History Data Service6 Data The field is the basic unit of data in a database. A field stores a single piece of information of a particular data type. Fields are combined to form records. A record matches an entity. A set of records with the same fields are collected together in a table
History Data Service7 Historical Uses for a Database To store and organise large amounts of information automatically. To provide easy access to the information contained in the original source. An environment for manipulating (changing and adjusting) the source. To search/filter/summarise complex information quickly.
History Data Service8 Historical Database Example
History Data Service9 Historical Databases Technical decisions are often the least important. Historians work with information they do not control. –incomplete, poorly structured information of varying quality. A historical source based database is a representation of the primary source, but it is not an exact replica of the primary resource. –Some information may be left out. –some extra information may be included. A historical source based database mixes elements of a primary source with elements of a secondary source.
History Data Service10 The Three Layer Model Standardisation Layer provides a foundation for analysing the data. codes and standardisation rules are applied. Source Layer an accurate digital representation of the source. defines level of detail captured. Interpretation Layer incorporates researchers knowledge and judgement. Links records and forms aggregates.
History Data Service11 Three Layer Design Examples
History Data Service12 Simple Design Hints Make sure the smallest unit of data matches the smallest unit of analysis. –If you want to look at people by last name then have separate first and last name fields, not just a name field. Dont mix data types –separate numbers and words. Document everything you, either in the database or with the database. –Data entry, data standardisation and coding, data transformations, limits of data etc. –Keep information that tracks the origin and history of the database. Add information, dont delete information.
History Data Service13 Further Information Starting Out Michael J. Hernandez, Database Design for Mere Mortals : A Hands-On Guide to Relational Database Design, Addison-Wesley, Database Central, History Data Service, The Classics Charles Harvey & Jon Press, Databases in Historical Research, Macmillan Press, C. J. Date, An Introduction to Database Systems, Addison-Wesley, 1999 (7th ed.)
History Data Service14 Source Layer Acts as the reference version of the original source. –An accurate representation of the source, including errors, omissions etc. –Contents determine the highest level of detail available about the source in the database. –Includes a reference to the non-digital original source. –Includes a unique identifier for each item. Implementation: –as long text fields containing full text transcriptions. –as blob fields containing scanned images. –as a regular database table. –as a pivoted database table.
History Data Service15 Standardisation Layer Organises the information into discrete units with fully defined contents. –Separates information in the source into separate fields according to data type and data content. –Simplifies the data by standardising and coding it. –Normalises the data. –Includes links back to the source layer. Implementation: –Possibly as addition columns in source layer tables. –Probably as separate tables with, ideally, a one-to-one relationship to records in the source layer. A series of rules that are applied to data to ensure that it conforms to the relational data model: 1remove repeating groups (first normal form). 2remove partial dependencies (second normal form). 3remove indirect dependencies (third normal form).
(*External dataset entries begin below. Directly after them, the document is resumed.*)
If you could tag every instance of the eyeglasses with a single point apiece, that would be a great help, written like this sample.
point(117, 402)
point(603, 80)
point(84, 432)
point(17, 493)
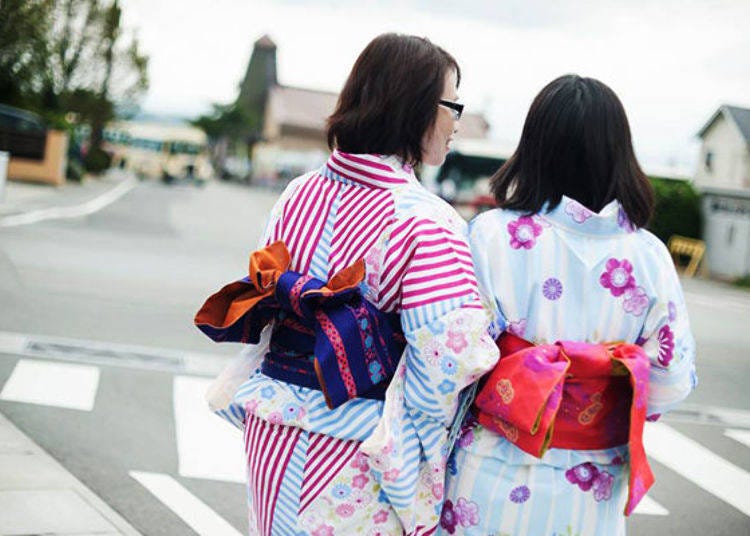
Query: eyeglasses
point(456, 108)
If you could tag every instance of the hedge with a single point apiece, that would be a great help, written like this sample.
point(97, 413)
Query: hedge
point(677, 209)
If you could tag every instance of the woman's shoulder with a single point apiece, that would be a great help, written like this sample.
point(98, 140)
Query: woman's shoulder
point(416, 203)
point(491, 223)
point(652, 246)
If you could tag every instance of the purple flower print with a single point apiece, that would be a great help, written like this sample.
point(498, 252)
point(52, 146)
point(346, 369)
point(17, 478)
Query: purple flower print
point(603, 486)
point(448, 517)
point(636, 301)
point(523, 232)
point(466, 512)
point(552, 289)
point(672, 308)
point(323, 530)
point(577, 211)
point(360, 480)
point(582, 475)
point(345, 510)
point(456, 341)
point(520, 494)
point(380, 517)
point(618, 277)
point(518, 327)
point(666, 345)
point(623, 221)
point(466, 438)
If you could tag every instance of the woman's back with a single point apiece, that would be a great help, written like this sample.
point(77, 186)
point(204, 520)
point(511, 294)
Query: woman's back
point(574, 275)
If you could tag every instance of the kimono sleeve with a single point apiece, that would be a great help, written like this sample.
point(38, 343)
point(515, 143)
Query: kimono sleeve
point(275, 222)
point(429, 272)
point(483, 251)
point(668, 341)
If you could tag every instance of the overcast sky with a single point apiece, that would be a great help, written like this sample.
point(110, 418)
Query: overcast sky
point(671, 62)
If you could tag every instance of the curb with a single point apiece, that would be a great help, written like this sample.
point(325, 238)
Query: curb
point(72, 211)
point(32, 478)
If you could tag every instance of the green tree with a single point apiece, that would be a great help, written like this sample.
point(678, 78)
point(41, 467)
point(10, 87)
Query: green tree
point(70, 55)
point(24, 26)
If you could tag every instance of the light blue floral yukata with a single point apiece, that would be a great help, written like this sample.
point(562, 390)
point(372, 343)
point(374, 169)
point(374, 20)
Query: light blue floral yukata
point(569, 274)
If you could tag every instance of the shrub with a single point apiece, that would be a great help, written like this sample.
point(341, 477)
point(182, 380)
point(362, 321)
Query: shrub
point(97, 160)
point(677, 209)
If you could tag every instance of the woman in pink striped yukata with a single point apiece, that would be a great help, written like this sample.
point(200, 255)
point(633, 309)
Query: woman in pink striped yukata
point(377, 326)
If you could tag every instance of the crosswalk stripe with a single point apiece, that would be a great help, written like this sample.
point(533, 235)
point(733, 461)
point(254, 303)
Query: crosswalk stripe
point(650, 507)
point(187, 506)
point(207, 446)
point(699, 465)
point(743, 436)
point(52, 384)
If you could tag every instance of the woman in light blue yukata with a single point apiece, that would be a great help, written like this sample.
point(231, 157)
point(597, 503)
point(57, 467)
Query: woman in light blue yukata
point(591, 324)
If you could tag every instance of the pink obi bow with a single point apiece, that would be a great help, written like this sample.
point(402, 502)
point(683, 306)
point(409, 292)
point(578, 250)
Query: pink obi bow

History Data Service16 Interpretation Layer Creates historical entities from the data and the knowledge and expertise of the historian. –Incorporates interpolations and extrapolations from the data in the standardisation layer. –Selectively includes and excludes information from the standardisation layer. –Links separate records to form entities such as individuals or households. –Many-to-many relationship with records in the standardisation layer. Many-to-many relationships are usually converted into two one-to-many relationships to remove data redundancy.